Notes from the Dawn of Time

Notes from the Dawn of Time #13:

Parsing

by Richard Bartle
February 27, 2002

It’s finally time for the interesting part: how the parsing process works. I’ll explain this informally, first, talking about implementation later.

The basic idea is to split an input line into self-contained, grammatical chunks until you reach a level where the chunks are individual tokens. While so doing, you build a structure to represent an input; from this structure you can then read the data required to determine the actual commands that are to be executed (or, more properly, for the final, binder phase to determine them). I won’t worry about the data structure part just yet; rather, I’ll concentrate on the way input lines can be broken down.

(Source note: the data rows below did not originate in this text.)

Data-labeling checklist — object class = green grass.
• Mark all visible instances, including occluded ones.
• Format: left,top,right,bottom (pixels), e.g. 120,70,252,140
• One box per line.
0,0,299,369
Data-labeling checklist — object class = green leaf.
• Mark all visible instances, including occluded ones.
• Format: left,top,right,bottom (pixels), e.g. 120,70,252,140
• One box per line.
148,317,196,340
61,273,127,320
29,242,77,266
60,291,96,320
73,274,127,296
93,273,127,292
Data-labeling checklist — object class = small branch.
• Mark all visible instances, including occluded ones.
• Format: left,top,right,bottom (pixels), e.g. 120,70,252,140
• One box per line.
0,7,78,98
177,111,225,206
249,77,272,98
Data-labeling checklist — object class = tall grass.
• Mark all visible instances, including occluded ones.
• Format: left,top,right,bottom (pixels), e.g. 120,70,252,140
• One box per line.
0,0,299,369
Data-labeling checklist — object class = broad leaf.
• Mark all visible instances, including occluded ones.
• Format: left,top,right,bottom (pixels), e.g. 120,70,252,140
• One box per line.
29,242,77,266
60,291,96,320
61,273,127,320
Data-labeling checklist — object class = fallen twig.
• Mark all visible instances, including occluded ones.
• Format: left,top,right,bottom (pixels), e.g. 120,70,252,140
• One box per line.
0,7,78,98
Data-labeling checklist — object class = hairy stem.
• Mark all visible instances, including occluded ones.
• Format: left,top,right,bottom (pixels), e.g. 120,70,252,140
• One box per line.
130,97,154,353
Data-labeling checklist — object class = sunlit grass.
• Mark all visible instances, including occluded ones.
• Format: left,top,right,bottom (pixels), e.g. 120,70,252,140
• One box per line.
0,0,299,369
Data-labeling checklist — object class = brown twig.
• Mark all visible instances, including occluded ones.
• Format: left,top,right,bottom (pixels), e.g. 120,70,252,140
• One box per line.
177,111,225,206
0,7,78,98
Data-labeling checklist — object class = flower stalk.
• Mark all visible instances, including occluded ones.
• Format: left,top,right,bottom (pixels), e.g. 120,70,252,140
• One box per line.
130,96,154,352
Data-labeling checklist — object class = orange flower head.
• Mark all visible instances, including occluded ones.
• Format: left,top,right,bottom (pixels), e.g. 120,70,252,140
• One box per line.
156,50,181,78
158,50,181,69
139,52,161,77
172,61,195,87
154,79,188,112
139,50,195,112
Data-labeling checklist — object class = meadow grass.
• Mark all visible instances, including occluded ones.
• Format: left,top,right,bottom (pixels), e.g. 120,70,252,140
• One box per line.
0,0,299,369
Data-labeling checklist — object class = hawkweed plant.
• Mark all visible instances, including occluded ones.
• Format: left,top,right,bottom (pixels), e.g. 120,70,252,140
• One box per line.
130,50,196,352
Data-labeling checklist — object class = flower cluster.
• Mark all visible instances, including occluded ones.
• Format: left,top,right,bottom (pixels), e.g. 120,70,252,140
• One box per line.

You’ll notice I keep saying "input lines" and not "sentences". This is because people can type lines that contain several sentences: E. OPEN DOOR. IN. CLOSE DOOR. KILL ZOMBIE WITH AXE. The first thing to do, therefore, is to partition the input line up into individual sentences. That’s fairly easy, as sentences can only end in full stops, question marks, exclamation marks and end-of-lines (again, I apologize to American readers for my use of standard English terms here).

So now we have sentences, but we still don’t have commands. Commands are unitary actions — they have one verb, and one verb only. Sentences can have several verbs: OPEN DOOR THEN THROW AXE THROUGH DOOR THEN CLOSE DOOR has three (OPEN, THROW, CLOSE). Such a sentence needs to be split into commands (or verb phrases) at its conjunctions.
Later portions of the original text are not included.